I listen to Nigerian Afro-Beat bands, and French Hip-hop, and although I don’t understand the language they are much more interesting than if they would be singing in English, that’s for sure. The use of language in itself is an art, and I believe the Maltese are best in the art of Maltese.
From afar, the scene in Malta looks like it’s flourishing.

There’s festivals being born, artists uniting, and events getting better curation (I saw that one of my favourite Italian artists, Vinicio Capossella played at the Notte Bianca this year). I also think that the Maltese have broadened their horizons. They don’t think of themselves only as Maltese but as part of the global artist community. This is probably the first generation to grow as part of the European Union and the younger Maltese artists and organisations are doing very well at it.
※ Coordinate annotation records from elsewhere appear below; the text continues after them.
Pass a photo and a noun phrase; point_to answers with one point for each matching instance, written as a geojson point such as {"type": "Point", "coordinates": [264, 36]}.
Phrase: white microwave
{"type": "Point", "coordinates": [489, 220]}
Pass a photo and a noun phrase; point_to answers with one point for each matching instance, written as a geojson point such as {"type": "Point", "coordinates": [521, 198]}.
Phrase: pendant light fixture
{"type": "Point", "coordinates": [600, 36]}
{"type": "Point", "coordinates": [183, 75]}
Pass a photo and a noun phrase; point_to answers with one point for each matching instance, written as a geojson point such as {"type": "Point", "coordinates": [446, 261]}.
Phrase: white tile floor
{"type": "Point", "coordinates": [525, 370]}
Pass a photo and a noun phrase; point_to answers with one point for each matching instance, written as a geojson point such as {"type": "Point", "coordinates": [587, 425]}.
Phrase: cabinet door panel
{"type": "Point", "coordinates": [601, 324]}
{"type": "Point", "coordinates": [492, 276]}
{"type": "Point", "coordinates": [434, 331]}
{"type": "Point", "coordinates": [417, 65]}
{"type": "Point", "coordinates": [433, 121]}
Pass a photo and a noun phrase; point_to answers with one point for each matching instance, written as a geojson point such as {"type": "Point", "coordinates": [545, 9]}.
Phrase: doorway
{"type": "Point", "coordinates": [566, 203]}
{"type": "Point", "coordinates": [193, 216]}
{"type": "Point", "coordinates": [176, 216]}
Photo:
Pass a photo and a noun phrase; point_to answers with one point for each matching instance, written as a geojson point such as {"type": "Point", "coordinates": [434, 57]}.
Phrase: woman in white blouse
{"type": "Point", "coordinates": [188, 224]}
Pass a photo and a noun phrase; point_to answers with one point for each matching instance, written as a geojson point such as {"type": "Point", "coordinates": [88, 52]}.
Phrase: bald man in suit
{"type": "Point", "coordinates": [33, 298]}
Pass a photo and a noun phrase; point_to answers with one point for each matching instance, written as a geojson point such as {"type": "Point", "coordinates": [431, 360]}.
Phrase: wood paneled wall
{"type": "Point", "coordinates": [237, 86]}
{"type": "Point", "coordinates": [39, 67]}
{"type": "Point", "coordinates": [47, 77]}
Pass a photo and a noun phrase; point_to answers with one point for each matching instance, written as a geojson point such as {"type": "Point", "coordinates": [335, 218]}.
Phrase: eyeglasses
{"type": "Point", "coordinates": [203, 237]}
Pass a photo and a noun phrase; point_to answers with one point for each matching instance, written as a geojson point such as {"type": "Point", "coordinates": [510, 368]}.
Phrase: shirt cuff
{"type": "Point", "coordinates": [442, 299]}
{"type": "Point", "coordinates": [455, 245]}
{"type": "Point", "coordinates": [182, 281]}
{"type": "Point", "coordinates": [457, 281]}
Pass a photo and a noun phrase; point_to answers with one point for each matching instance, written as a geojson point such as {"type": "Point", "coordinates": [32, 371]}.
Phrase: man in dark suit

In the sound/music scene I like the work of Electronic Music Malta and Malta Sound Women Network. Great work for improving the Maltese scene for generations to come.

Could you tell us a little bit about your career trajectory in Scotland? What advice would you give to local creatives hoping to make it abroad?

I came to Scotland to work with Rockstar Games, in the Audio Department for Grand Theft Auto and Red Dead Redemption. Red Dead Redemption, which was released last month, is already considered one of the best games ever made, so I’m very humbled to have even worked on it. I also met with a lot of creatives in Rockstar and Edinburgh, who are now obviously some of my best friends and have travelled around Europe creating interactive installations and audio software with them. I now have my own audio company, Signum Audio in Edinburgh.

This year we organised The Edinburgh Festival Of Sound, which was a bit different then organising [local electronic music parties] Pudina, although similarly Moira Scicluna Zahra (who usually does the design for Pudina) did the design for The Edinburgh Festival of Sound and at the end of the night there was probably the same alcohol content in my bloodstream.

Danjeli Schembri
Danjeli Schembri

What is beautiful in our age, is that you are not really bound by borders when you are doing creative work, I work with people and companies from all over the world: the UK, USA, Switzerland, Germany, Poland, Netherlands, Belgium, Malta, the list goes on. I like working with different people from different countries, especially when I would be the first Maltese they would ever have met.

To the local creatives hoping to make it abroad, I would say that Malta is “abroad” if you come from anywhere which is not Malta… you’ll more or less face the same struggles wherever you go. Look at how you managed to make it in Malta, and you’ll probably manage to do it in another part of the world, or at least Europe.

If you want to discover what the scene is like in a different city just hop on a plane with a one-way ticket. If you don’t like it, you can always go back.

Verbi: mill-bieb ’il ġewwa will be staged at Valletta Contemporary, East Street, Valletta on December 7, 8 and 9 at 20:00.